Der Beirat sowie die Jury des deutschen Bundespreises Ecodesign haben zehn Preisträger aus der Fülle der Einreichungen (über 400) ausgewählt. Der Schwerpunkt lag dabei auf Projekten, die sich den Themen Materialeinsparung und Recycling widmeten. Die zunehmende Beliebtheit dieses Preises geht mit der wachsenden Verknüpfung von Ökologie und Design einher.

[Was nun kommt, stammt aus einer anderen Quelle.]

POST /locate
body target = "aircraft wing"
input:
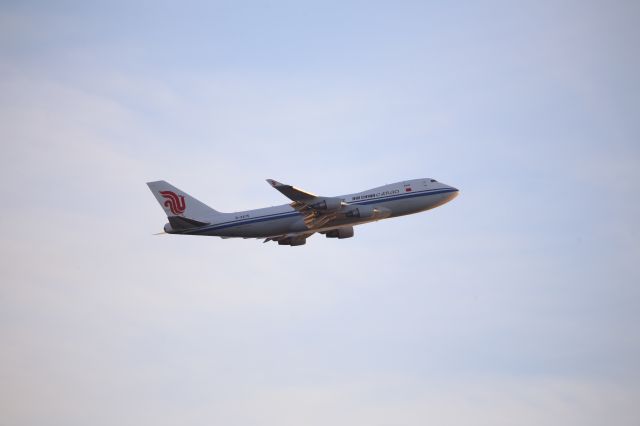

Das Modeunternehmen ARMEDANGELS gewann mit „Sleep ‚til Infinna™“, einem Pyjama und gleichzeitig erstem Kleidungsstück der Marke, bei dem die Infinna™-Faser eingesetzt wird. Dabei handelt es sich um eine Zellulosefaser, die zu 99 % aus recycelten Alttextilien besteht. Jurorin Ina Budde sieht darin ein Paradebeispiel für „zukunftsfähige zirkuläre Gestaltung“. Ebenfalls im Kreislauf bewegen sich die Tork Papierhandtücher. Die Essity Professional Hygiene Germany GmbH hat mit dem Tork PaperCircle® ein Projekt am Laufen, das gebrauchte Papierhandtücher in neue Hygienepapierprodukte verwandelt. In den Waschräumen werden die Papierhandtücher in gekennzeichneten Behältern gesammelt, von einem Recyclingpartner abgeholt, in die Essity-Werke rückgeführt und dort erneut zu Hygienepapierprodukten verarbeitet.

Wahre Zeitlosigkeit

Neben den zehn Preisträgern in den Kategorien Produkt, Konzept, Service und Nachwuchs wurde auch ein Sonderpreis für „Zeitloses Design“ an den Wiener Kaffeehausstuhl von Thonet (Stuhl Nr. 14, heute 214) vergeben. Dieses Möbel wurde vor über 160 Jahren von Michael Thonet erfunden, der dafür die Technik des Biegens von massivem Buchenholz mit Wasserdampf und Druck entwickelte. Erstaunlicherweise wird dieser Stuhl auch heute noch erfolgreich verkauft. Wenn bei ökologischem Design von Langlebigkeit die Rede ist, dann gibt es kein Produkt, das den Thonet-Stuhl schlägt. Gestalterische Nachhaltigkeit und einfache Herstellung in industriellem Maßstab sind hier eine perfekte Partnerschaft eingegangen. „Mit diesem Stuhl hat Thonet Geschichte geschrieben“, kommentiert Juror Werner Aisslinger. „Ein Stuhl, der archetypisch für Designklassiker steht, die weltweit ihren Platz gefunden haben — ein Stuhl, als ikonisches Beispiel von Longrunner-Produkten, die auch in 100 Jahren noch gekauft werden. Seine Formensprache, seine Geschichte und seine nachhaltige Herstellung werden mit diesem Sonderpreis gewürdigt.“

Langlebigkeit par excellence – der Kaffeehausstuhl von Michael Thonet. © Thonet GmbH

Eine weitere Auszeichnung erhielt Schwalbe für seinen „Green Marathon“, den weltweit ersten Fahrradreifen, der aus gebrauchten Reifen hergestellt wird. In der Kategorie „Konzept“ erhielt der elektrische Traktor „ONOX“ einen Preis. Er verfügt über austauschbare Batterien. Gerade in ländlichen Gegenden, wo hohe Anschlussleistungen für schnelles Laden selten sind, ist ein System von schnell austauschbaren Batterien von Vorteil. Geladen werden können sie mit Strom aus der eigenen PV-Anlage. Angeblich verfügen 40 % der landwirtschaftlichen Betriebe über Photovoltaik- oder Biogasanlagen. Dieses Konzept kommt von der raumideen GmbH & Co. KG (PONG Design).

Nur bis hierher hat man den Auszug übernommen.